Scattered among the hills are numerous springs, feeding small streams. It is a haven for wildlife, there was water, ample feed and protection down in the ravine bottoms. This was great buffalo country and the Indians had been coming to the area for centuries. There are caves among the cliffs, providing shelter for the Nomads that roamed the area. Deer roamed the land, as did rabbits, antelope, coyotes and numerous other critters. These provided food and clothing for the Indians. There was wild fruit in the breaks, such as choke cherry, a variety of herbs and tubers grow along the bottom meadows. For a subsistence life, it was everything a person needed to live.
At the end of the 1800’s most of the Indian wars had ceased. The Indians had been carted off to reservations to become domesticated. Not all stayed on the reservation. They would wander off and return to the lands they knew and set up living like they used to. The buffalo had almost been exterminated but the Indians managed to live on the prairie. There are stories of ranchers running across small bands living on their ranch.
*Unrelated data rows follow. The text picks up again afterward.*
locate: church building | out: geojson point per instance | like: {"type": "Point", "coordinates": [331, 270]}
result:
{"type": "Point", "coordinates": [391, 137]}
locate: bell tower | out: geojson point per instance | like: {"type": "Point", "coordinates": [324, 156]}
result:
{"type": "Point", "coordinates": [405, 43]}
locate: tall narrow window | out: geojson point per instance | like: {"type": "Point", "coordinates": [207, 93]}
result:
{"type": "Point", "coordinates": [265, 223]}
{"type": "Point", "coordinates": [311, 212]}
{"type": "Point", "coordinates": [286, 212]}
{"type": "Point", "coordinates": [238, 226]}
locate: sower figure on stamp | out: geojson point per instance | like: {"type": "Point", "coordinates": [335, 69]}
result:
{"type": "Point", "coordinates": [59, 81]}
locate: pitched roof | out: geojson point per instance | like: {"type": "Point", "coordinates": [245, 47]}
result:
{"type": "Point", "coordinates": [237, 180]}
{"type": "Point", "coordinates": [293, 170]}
For the most part, the cowboys let things be and left the Indians to their devices. A few would help, bring food, blankets or clothing. Eventually the government would hear of these little groups, round em up and take them to the reservation. The band in the Limon Breaks avoided detection for a number of years. The ranchers in the area would help them and even offered them livestock if they were hungry. Quietly the Indians went about their life in the woods and ravines. The caves they used are marked with smoke from their fires. Rings of rocks can be seen where they had their tepees. Fire pits can be seen nearby.
Driving on Interstate 70 across eastern Colorado, one would not even consider there would be a thick forest to the north of Cedar Point. On the ridges to the north can be seen groves of cedar stretching to the north for miles. Over the ridge, the land drops down into steep ravines climbing back up cliffs to mountains of about 7500 feet. There are no homes back in there and it pretty much open rugged wilderness. Wildlife still roam the area, it is cattle now that graze the land. Here for about 40 years, a group of Indians avoided the long arm of the government, living off the grid.